I concede that my last post was very long and explicit but that was because I wanted to make what I was saying as clear as possible. If I had left a simple post stating "this doesn't agree with the laws of physics" it would have come across as small minded dismissal by an uninterested skeptic. Although as you have evidenced I was not successful in avoiding that impression! For which I apologise.

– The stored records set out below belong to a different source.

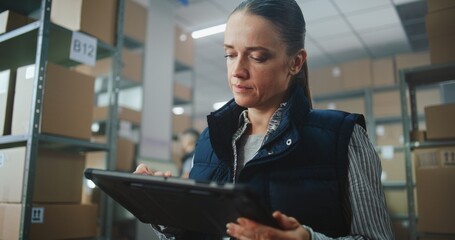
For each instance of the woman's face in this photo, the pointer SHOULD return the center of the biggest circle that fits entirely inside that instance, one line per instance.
(258, 67)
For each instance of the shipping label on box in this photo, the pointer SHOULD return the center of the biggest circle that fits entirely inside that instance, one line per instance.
(10, 221)
(12, 162)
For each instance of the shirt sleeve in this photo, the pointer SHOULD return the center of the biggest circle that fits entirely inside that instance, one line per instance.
(366, 201)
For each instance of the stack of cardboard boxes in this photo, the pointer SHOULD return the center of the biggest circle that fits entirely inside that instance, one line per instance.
(67, 102)
(57, 211)
(440, 26)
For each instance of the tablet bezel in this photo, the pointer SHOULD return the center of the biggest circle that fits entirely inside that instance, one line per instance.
(181, 203)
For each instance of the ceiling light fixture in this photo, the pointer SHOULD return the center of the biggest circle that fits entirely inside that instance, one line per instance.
(208, 31)
(218, 105)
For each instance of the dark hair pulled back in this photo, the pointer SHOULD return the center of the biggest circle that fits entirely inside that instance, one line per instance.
(287, 18)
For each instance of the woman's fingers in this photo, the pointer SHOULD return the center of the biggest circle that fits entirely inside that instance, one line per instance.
(145, 170)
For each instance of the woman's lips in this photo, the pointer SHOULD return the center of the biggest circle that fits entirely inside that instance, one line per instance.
(240, 88)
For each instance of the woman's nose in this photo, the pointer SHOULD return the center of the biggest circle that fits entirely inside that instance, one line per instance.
(240, 68)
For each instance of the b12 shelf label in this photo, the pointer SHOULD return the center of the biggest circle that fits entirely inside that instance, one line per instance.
(83, 48)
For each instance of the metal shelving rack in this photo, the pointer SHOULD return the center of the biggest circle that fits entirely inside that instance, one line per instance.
(372, 122)
(39, 42)
(411, 80)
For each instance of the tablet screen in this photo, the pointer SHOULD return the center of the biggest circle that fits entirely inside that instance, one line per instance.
(187, 204)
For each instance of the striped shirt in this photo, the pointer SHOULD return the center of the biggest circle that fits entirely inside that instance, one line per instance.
(365, 199)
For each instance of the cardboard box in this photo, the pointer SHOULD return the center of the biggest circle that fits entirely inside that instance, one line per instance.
(124, 114)
(326, 80)
(387, 104)
(125, 155)
(383, 71)
(436, 5)
(354, 105)
(10, 221)
(397, 201)
(132, 65)
(435, 175)
(182, 92)
(427, 97)
(135, 22)
(97, 18)
(440, 23)
(180, 123)
(410, 60)
(442, 49)
(440, 121)
(440, 26)
(11, 174)
(184, 47)
(389, 134)
(66, 106)
(393, 167)
(64, 184)
(10, 20)
(6, 102)
(357, 74)
(63, 221)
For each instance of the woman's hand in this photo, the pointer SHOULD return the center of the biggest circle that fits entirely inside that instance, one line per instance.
(246, 229)
(145, 170)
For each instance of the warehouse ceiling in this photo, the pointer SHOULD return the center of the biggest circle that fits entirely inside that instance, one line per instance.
(337, 31)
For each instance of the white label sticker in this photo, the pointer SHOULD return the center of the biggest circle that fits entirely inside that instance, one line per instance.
(83, 48)
(2, 159)
(38, 215)
(387, 152)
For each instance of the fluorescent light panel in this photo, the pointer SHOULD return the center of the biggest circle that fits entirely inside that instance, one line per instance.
(208, 31)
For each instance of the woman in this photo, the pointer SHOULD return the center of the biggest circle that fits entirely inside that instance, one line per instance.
(317, 166)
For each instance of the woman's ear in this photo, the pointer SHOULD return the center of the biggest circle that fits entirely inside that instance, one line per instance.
(298, 61)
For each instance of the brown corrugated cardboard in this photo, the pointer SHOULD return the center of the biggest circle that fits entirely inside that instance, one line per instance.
(4, 96)
(440, 121)
(389, 135)
(435, 175)
(354, 105)
(383, 71)
(135, 21)
(386, 104)
(184, 47)
(436, 5)
(132, 65)
(326, 80)
(97, 18)
(393, 169)
(10, 20)
(410, 60)
(427, 97)
(64, 221)
(180, 123)
(440, 23)
(442, 49)
(357, 74)
(67, 102)
(58, 177)
(10, 221)
(125, 154)
(182, 92)
(124, 113)
(11, 174)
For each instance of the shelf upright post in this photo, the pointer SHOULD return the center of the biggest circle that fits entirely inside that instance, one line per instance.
(113, 89)
(42, 46)
(407, 155)
(369, 116)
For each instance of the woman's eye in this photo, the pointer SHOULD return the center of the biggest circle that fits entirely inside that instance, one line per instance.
(259, 58)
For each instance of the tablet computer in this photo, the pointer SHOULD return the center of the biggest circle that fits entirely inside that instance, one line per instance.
(187, 204)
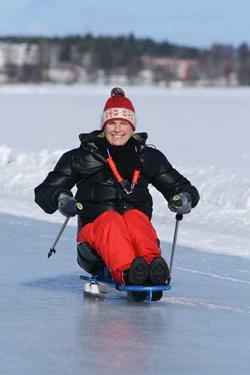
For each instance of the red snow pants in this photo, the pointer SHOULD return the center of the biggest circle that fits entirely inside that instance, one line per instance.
(118, 239)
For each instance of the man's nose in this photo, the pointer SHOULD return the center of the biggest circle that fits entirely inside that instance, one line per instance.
(117, 127)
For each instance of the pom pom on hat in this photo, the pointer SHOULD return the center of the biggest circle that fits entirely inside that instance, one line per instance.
(118, 107)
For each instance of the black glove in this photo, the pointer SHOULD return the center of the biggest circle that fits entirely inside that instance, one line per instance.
(68, 206)
(180, 203)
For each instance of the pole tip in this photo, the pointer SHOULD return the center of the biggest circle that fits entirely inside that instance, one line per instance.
(51, 251)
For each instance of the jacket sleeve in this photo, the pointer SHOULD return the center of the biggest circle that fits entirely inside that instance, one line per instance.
(61, 179)
(165, 178)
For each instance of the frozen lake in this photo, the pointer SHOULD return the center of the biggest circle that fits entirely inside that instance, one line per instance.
(47, 326)
(202, 325)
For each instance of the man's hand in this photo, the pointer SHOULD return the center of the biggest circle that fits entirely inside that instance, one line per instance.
(68, 206)
(180, 203)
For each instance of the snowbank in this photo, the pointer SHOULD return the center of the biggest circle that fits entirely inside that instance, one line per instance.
(220, 223)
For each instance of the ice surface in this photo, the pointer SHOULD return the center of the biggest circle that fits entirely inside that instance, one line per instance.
(201, 326)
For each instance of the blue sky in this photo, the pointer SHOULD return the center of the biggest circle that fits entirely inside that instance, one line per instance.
(193, 22)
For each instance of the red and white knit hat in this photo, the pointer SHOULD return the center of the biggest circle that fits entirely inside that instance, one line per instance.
(118, 107)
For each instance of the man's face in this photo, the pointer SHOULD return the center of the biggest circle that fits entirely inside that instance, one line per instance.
(118, 132)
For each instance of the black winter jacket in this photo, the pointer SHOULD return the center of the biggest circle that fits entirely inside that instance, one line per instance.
(97, 188)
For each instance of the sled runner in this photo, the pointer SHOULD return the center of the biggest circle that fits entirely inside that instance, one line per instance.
(98, 286)
(99, 282)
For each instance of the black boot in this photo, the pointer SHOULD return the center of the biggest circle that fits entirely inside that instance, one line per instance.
(158, 271)
(137, 273)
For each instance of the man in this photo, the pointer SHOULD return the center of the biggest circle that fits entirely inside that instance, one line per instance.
(112, 169)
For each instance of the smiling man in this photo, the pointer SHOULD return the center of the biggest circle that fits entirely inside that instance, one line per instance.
(112, 170)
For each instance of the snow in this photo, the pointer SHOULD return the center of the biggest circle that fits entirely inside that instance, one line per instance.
(202, 325)
(203, 132)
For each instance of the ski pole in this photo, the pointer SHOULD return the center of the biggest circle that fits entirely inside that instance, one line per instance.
(52, 249)
(178, 218)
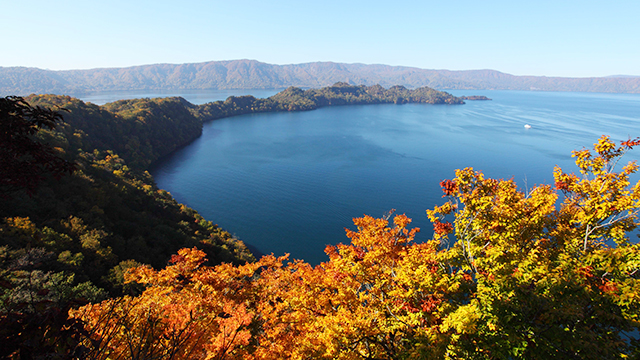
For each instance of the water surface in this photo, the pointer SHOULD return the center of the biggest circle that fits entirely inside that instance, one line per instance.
(291, 182)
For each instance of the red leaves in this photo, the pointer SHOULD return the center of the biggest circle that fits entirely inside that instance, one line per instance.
(442, 228)
(629, 144)
(449, 187)
(561, 185)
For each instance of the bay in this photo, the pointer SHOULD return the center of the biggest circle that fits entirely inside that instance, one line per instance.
(291, 182)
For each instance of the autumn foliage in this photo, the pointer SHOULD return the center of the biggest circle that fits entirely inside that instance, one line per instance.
(545, 274)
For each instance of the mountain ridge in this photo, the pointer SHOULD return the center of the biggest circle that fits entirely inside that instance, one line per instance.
(252, 74)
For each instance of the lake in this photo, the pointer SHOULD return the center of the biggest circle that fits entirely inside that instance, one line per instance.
(291, 182)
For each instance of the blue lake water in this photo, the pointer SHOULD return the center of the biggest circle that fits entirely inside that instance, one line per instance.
(291, 182)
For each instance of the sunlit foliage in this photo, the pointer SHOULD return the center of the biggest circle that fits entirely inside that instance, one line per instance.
(545, 274)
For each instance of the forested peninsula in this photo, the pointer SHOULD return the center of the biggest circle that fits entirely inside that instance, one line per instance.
(69, 238)
(96, 262)
(252, 74)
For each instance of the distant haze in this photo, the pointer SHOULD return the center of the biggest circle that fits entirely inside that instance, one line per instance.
(251, 74)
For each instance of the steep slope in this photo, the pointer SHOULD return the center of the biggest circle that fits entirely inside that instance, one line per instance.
(251, 74)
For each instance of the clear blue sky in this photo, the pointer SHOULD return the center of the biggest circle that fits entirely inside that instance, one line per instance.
(553, 38)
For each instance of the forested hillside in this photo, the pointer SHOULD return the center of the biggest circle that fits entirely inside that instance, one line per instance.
(78, 208)
(250, 74)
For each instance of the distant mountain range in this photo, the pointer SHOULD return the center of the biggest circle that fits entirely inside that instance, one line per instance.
(251, 74)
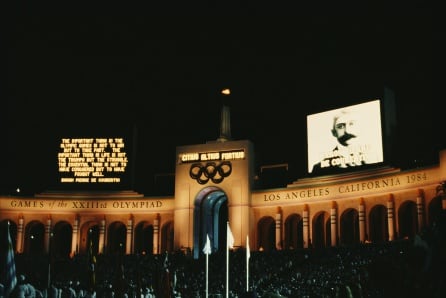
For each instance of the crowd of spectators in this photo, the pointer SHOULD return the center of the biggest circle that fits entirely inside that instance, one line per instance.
(401, 268)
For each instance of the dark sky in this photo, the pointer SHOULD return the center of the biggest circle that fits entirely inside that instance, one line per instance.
(75, 72)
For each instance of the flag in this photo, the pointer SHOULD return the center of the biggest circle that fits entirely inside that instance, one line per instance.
(248, 251)
(91, 267)
(9, 272)
(230, 238)
(207, 247)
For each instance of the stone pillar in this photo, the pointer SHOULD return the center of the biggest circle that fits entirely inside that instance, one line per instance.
(333, 223)
(129, 242)
(390, 220)
(420, 209)
(305, 225)
(362, 231)
(101, 245)
(19, 245)
(156, 228)
(47, 236)
(279, 229)
(75, 237)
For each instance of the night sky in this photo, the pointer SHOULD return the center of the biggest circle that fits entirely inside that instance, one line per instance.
(159, 72)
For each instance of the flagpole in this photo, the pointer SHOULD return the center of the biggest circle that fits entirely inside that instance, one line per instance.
(207, 250)
(227, 260)
(247, 263)
(207, 275)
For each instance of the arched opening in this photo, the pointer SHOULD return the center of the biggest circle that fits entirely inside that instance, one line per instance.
(266, 231)
(407, 220)
(349, 228)
(321, 230)
(167, 237)
(61, 240)
(89, 233)
(34, 238)
(294, 232)
(143, 241)
(116, 240)
(378, 224)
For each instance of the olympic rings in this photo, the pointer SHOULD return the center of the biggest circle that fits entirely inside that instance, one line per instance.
(210, 171)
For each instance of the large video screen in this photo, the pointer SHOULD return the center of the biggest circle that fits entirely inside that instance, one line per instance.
(346, 138)
(96, 160)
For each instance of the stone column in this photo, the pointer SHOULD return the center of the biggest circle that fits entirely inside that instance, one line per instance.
(75, 237)
(279, 229)
(19, 246)
(420, 209)
(129, 242)
(305, 225)
(156, 228)
(390, 220)
(47, 236)
(101, 245)
(333, 223)
(362, 231)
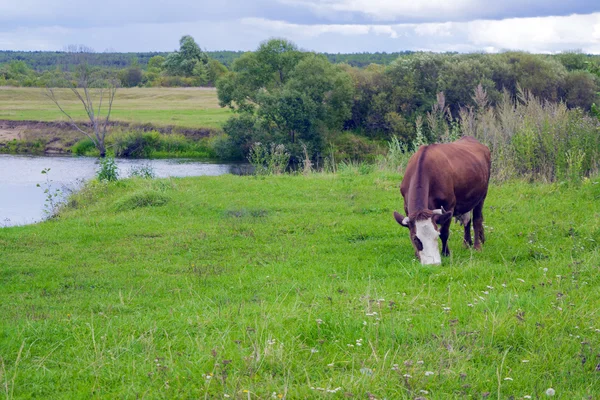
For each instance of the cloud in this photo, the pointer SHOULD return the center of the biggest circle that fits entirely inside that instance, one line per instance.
(540, 34)
(439, 10)
(319, 25)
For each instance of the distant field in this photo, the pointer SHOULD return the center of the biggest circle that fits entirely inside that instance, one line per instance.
(185, 107)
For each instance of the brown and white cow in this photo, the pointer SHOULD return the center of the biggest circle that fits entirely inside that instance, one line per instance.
(441, 181)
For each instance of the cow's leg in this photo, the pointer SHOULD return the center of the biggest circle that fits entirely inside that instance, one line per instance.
(444, 234)
(478, 225)
(467, 240)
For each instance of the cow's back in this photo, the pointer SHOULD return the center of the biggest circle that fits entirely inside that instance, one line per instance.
(457, 173)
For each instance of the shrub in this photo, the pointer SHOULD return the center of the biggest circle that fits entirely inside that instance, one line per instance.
(108, 170)
(144, 171)
(84, 147)
(224, 148)
(269, 160)
(143, 198)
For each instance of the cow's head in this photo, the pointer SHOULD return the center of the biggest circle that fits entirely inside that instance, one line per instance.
(424, 233)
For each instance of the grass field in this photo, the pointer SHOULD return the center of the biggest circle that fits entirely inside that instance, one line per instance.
(299, 287)
(185, 107)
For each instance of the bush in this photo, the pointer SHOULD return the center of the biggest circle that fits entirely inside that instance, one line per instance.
(224, 148)
(136, 144)
(108, 170)
(269, 160)
(140, 144)
(144, 171)
(84, 147)
(143, 198)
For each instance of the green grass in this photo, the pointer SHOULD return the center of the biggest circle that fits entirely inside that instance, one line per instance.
(184, 107)
(245, 287)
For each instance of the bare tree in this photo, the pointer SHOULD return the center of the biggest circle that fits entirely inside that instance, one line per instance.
(86, 92)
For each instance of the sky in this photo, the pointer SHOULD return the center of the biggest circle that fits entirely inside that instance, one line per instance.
(334, 26)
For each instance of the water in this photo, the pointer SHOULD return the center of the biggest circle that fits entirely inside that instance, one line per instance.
(22, 202)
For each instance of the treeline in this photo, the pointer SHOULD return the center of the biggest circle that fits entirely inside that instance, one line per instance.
(40, 61)
(188, 66)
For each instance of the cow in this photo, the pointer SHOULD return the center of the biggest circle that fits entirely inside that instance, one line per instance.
(441, 181)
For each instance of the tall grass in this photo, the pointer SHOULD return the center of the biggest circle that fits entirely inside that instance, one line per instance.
(153, 144)
(532, 138)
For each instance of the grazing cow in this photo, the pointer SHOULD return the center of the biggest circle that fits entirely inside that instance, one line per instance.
(441, 181)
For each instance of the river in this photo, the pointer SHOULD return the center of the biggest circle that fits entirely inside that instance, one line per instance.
(22, 201)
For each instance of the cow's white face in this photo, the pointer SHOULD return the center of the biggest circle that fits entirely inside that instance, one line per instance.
(427, 234)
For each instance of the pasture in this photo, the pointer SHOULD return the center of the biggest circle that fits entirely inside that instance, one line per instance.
(299, 287)
(183, 107)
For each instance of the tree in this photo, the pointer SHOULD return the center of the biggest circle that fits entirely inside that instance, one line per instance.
(183, 62)
(215, 71)
(580, 89)
(156, 63)
(87, 91)
(286, 96)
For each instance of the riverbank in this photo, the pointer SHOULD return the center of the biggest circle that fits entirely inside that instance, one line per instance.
(301, 286)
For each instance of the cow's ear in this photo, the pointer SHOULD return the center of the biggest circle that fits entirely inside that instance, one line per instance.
(441, 219)
(402, 220)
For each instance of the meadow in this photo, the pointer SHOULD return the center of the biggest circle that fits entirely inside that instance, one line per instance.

Belief Systems and Science?

No need to apologize.

You bring up valid criticisms...

although I would disagree slightly with your hermeneutical standpoint...I would advise you to read Kuhn if you haven't already. I don't think forming hypotheses has much to do with "Belief", it seems that rigid belief systems are problematic in and of themselves. However, it would be nice to see more scientific inquiry in the public domain...The folks who are workin on this stuff are so incredilbly bought out that we have to resort to hearing from Wilcock rather than reading about it in periodicals. Nevertheless, it seems that Wilcock's work really serves to break people out of their cultural trance and to realize that there is more to the picture than meets the eye, and in fact---popular culture is an important starting point for invesigation---as it synchronistically seems to hold much validity.

 

wanderlust

 

more debate

It's very difficult for a lay person like myself to make proper judgements about these scientific theories, no matter how hard I try to understand them. That's why it seems so important that this work should be more widely known about so it can be properly investigated. Unfortunetly subjects that I find fascinating like ufos and crop circles seem to be largely ignored by the media, it just seems that journalists are not doing their jobs - we need another 'watergate' like investigation, which I think could really bring about a new world paridigm, and hopefully the downfall of the 'ruling elite' which I think is exactly what is needed.

Media Ignoring?

When it comes to our era of investigative reporting there is not much evidence that it is a situation of ignoring but there is a lot of evidence that it is moreso a situation of being silenced and forced to keep secrets, secret which seems to be killing the spirit of investigation and narrowing the scope of the journalist's voice.

Dozens not ignoring

If you know the site where journalists vent you know there are far more than five journalists not ignoring. I can't give this site out, its a requirement that one must search long enough to find it for oneself. Oh by the way...happy easter CJ...I just ingested some of your bliss balls over on the "Jest" site...best damm easter food I ate all weekend....chuckles, smiles and peace

Words?

The semantics of words is a pain in the bunny butt. "Ingest" to take into one's mind, isn't it strange our mind eats thought ..... and "Jest" the blog where the clowns got all roiled up. "site" a place where discussion goes on!!!! 

More rigour please

I watched this clip in its entirety and have to say what starts out as an intriguing lecture degenerates into some fairly spectacular garbage. His inability to account for a single source regarding his more astounding claims reeks of fantasy to me. His eloquence in argument generally impresses, but then, L Ron was renowned for his smooth talk as well. Not to say I disagree with many of his points (everything is permissible, after all) but really, I found his assertions lacked in the most basic standards of critical thinking. If the theories which this generation is forwarding are of paramount importance to the future of the species, and I believe they are, then this kind of work is a bad precedent in furthering the significance of such ideas. Of course, what does that matter when there's gold in them thar hills?